Setting up SSH authentication in the Gitea dashboard is easy as it is in Github — just open your user profile and paste in your public keys. We’ll get to that in the next step.

When a server opens SSH to the Internet on port 22, I’ve been told it’s common to get log spam from failed sign-in attempts. Gitea has a page about fail2ban setup that might help if this becomes a problem for us.

We could also change the public SSH port to a less commonly-used value (by changing the [[services.ports]] port in our fly.toml) and it might stave off the lower-effort attempts.

At least so far, though, I haven’t had to deal with this problem.

Create an admin user

Okay, now we can finally pull it all together by creating a user, logging in, and adding SSH keys!

As I mentioned earlier, Gitea has a gitea admin user create command we’ll use to create the user. The command has to be run in our Gitea container, so we’ll use fly ssh console to open an SSH connection to the app:

# issue an SSH key and connect to the running container
# (only run `fly ssh issue` once per system)
fly ssh issue
fly ssh console

# switch session to Gitea's user
# (the fly ssh console starts as `root` user)
su git

# this needs to be run as git user
gitea admin user create \
  --username MYNAME \
  --email MYEMAIL@example.com \
  --admin \
  --random-password \
  --must-change-password

Now, visit your Web UI and:

  1. Login as your admin user.
  2. Change the password to a secure value when prompted.
  3. (recommended) Enable 2fa for the admin user (in Settings -> Security)
  4. (recommended) Add SSH authorized keys (in Settings -> SSH and GPG keys)

At this point, you should have a cozy single-user Gitea instance to experiment with.

We’ve reached the end of the post, but here are some next steps to consider:

Create a test repo

Try creating a repository called test-repo in the Gitea UI and then push to it. This tests your local SSH key setup:

mkdir testing
cd testing
git init .
git commit -m "test commit" --allow-empty
git remote add origin git@mydomain:myuser/test-repo.git
git push origin

Configure CI/CD

Although outside the scope of this post, Gitea supports outgoing webhooks for CI/CD integration.

I’m currently working on a little script for integrating self-hosted Gitea with Fly builders, so expect a potential follow-up post there.
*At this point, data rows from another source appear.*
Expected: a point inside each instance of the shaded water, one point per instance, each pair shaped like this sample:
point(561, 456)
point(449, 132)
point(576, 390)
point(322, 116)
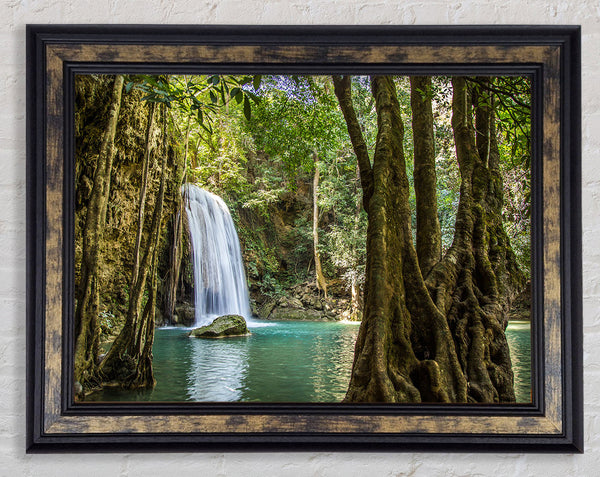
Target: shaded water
point(279, 362)
point(219, 278)
point(518, 335)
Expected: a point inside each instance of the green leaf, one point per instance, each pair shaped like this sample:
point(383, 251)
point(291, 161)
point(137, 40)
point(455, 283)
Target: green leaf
point(247, 108)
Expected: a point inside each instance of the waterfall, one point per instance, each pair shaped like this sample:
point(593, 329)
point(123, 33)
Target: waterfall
point(219, 280)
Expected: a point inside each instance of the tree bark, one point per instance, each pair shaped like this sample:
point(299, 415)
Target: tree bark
point(176, 249)
point(321, 282)
point(429, 235)
point(142, 199)
point(404, 350)
point(125, 361)
point(87, 309)
point(343, 90)
point(440, 339)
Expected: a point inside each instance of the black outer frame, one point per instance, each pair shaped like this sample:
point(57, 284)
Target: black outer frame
point(570, 441)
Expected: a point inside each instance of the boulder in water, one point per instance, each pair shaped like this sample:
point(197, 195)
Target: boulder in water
point(223, 327)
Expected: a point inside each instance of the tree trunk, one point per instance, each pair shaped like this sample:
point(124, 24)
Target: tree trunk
point(321, 283)
point(429, 235)
point(176, 250)
point(390, 365)
point(125, 362)
point(142, 200)
point(439, 340)
point(86, 313)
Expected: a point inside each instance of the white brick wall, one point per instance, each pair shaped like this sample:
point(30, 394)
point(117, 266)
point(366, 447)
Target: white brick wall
point(14, 14)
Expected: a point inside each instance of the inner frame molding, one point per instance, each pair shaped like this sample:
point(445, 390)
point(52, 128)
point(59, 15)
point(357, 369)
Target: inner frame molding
point(553, 422)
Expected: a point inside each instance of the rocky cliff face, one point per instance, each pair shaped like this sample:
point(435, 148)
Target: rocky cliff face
point(117, 244)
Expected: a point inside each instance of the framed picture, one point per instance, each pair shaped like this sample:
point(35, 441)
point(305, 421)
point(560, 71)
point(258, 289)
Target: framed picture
point(292, 238)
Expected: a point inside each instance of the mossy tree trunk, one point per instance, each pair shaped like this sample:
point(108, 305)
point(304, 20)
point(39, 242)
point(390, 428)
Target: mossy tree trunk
point(129, 359)
point(176, 254)
point(439, 339)
point(321, 282)
point(87, 309)
point(429, 235)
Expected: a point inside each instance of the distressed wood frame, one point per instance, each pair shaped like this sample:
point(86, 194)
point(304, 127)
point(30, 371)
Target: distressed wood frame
point(553, 422)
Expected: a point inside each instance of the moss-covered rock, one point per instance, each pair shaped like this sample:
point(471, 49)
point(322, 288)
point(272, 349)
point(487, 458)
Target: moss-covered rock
point(223, 327)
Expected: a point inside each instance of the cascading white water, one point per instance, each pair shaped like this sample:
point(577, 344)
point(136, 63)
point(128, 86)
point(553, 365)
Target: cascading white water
point(219, 279)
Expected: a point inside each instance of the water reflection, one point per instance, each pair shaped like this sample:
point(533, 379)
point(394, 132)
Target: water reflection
point(217, 369)
point(282, 362)
point(518, 335)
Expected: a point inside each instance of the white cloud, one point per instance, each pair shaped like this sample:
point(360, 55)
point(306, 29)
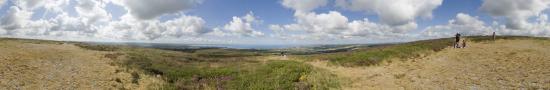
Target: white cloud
point(333, 25)
point(463, 23)
point(153, 29)
point(516, 12)
point(393, 12)
point(15, 18)
point(84, 7)
point(2, 3)
point(29, 4)
point(303, 5)
point(243, 26)
point(151, 9)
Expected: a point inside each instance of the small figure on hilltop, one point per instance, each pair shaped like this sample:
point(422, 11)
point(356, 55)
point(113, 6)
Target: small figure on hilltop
point(463, 43)
point(494, 36)
point(457, 40)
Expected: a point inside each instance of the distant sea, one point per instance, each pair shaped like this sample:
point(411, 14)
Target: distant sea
point(248, 46)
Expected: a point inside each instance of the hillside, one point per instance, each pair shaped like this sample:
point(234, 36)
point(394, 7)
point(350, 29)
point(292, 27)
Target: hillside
point(507, 63)
point(502, 64)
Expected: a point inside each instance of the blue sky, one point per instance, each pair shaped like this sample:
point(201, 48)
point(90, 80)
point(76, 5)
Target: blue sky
point(269, 21)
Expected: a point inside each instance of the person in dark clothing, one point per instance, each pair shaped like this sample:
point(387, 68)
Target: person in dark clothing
point(457, 40)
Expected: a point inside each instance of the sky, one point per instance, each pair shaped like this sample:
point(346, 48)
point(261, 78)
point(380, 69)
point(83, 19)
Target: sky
point(269, 22)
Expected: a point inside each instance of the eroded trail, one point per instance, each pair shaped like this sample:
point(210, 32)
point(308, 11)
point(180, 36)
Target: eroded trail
point(58, 66)
point(503, 64)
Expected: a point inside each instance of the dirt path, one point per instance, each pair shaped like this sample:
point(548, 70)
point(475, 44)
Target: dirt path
point(58, 66)
point(504, 64)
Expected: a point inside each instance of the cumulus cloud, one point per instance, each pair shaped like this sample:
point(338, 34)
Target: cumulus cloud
point(393, 12)
point(242, 26)
point(516, 12)
point(463, 23)
point(333, 25)
point(17, 22)
point(150, 9)
point(303, 5)
point(153, 29)
point(15, 18)
point(2, 3)
point(29, 4)
point(84, 7)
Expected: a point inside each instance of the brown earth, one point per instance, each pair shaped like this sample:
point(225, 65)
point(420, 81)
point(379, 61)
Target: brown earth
point(498, 65)
point(51, 66)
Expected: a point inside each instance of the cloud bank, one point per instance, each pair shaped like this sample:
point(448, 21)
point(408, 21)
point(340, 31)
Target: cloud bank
point(142, 20)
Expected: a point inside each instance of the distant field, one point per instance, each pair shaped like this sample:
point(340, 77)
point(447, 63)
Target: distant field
point(375, 55)
point(221, 69)
point(238, 69)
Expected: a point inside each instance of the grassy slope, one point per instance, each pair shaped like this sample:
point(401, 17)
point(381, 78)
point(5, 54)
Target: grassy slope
point(378, 54)
point(220, 68)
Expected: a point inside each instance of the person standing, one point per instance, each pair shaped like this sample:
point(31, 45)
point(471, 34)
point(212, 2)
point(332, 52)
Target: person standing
point(494, 36)
point(457, 40)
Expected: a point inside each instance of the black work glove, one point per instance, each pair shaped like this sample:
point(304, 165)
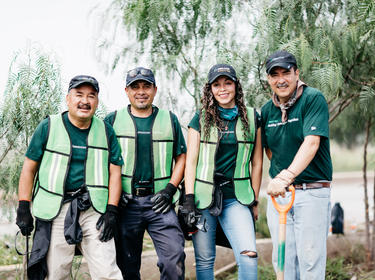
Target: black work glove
point(163, 199)
point(189, 212)
point(24, 219)
point(109, 222)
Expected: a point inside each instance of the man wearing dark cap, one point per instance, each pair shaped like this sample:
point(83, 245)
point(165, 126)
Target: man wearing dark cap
point(153, 149)
point(75, 161)
point(296, 139)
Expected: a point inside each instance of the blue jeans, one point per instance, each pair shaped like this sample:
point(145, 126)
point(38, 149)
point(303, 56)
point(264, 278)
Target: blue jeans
point(166, 235)
point(237, 224)
point(306, 233)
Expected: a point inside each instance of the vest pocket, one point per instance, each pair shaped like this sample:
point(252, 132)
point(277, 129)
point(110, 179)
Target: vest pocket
point(46, 205)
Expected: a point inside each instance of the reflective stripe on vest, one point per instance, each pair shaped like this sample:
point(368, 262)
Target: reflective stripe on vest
point(162, 136)
point(204, 181)
point(54, 167)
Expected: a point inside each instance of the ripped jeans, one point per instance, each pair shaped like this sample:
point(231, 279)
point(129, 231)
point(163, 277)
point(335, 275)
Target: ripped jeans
point(238, 226)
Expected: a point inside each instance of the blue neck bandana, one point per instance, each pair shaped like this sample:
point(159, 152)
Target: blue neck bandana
point(228, 114)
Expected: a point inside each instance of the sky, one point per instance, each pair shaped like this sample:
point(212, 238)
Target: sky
point(69, 31)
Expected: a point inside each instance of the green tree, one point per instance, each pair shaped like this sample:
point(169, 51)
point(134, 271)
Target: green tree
point(181, 38)
point(33, 91)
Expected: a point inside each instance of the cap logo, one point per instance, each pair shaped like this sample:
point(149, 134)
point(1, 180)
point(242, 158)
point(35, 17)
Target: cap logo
point(278, 58)
point(223, 69)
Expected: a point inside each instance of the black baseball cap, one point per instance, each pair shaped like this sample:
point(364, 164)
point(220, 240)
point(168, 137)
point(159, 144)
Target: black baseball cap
point(83, 79)
point(281, 59)
point(140, 73)
point(221, 70)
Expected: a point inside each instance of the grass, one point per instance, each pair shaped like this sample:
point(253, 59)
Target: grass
point(338, 268)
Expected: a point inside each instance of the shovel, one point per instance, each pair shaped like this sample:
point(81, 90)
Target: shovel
point(283, 210)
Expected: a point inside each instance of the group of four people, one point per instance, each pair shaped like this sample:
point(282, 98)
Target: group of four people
point(91, 180)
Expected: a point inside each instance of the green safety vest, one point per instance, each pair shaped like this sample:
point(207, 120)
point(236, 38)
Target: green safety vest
point(53, 170)
point(204, 181)
point(162, 139)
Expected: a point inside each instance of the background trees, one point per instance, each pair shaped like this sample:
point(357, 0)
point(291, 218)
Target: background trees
point(33, 91)
point(332, 40)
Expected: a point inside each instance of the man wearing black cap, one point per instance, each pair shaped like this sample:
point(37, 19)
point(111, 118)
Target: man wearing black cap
point(153, 149)
point(76, 161)
point(296, 139)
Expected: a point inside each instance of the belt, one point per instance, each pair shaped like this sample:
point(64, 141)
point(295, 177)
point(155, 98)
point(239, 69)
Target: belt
point(316, 185)
point(143, 191)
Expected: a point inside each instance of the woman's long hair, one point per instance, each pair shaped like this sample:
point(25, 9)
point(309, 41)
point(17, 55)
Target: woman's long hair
point(211, 112)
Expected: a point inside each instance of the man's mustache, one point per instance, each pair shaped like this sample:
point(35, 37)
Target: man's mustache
point(84, 106)
point(282, 85)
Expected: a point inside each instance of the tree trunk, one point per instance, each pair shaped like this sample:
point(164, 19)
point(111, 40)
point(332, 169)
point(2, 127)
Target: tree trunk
point(373, 227)
point(364, 171)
Update 2022-11-18 — The little script is done! Ironically, it’s hosted on Github: gitea-fly-connector. Click the link for more details and setup instructions. There’s also a blog post about it.

Configure Mailer

Also outside the scope of this post, but if you want to send outgoing emails from your Gitea instance, you’ll need to add some more configuration. See Gitea’s docs on email setup:

https://docs.gitea.io/en-us/email-setup/

Add Collaborators

Want to add a friend to your Gitea instance so they can collaborate on your work, but don’t want to enable self-registration globally?

Run the following:

fly ssh console
su git
gitea admin user create \
  --username FRIENDNAME \
  --email FRIENDEMAIL@example.com \
  --random-password \
  --must-change-password

Now we can send our friend an email with their temporary password and they’ll be prompted to change it on first login.

The only difference with doing this for our friend versus ourselves is we’ve omitted the --admin flag for our friend’s account.

Learn more: Gitea

Learn more about configuring Gitea and read through their config cheatsheet.

Experiment with settings by adding them to your fly.toml and redeploying.

Learn more: Fly

Read Fly’s docs about fly.toml and flyctl.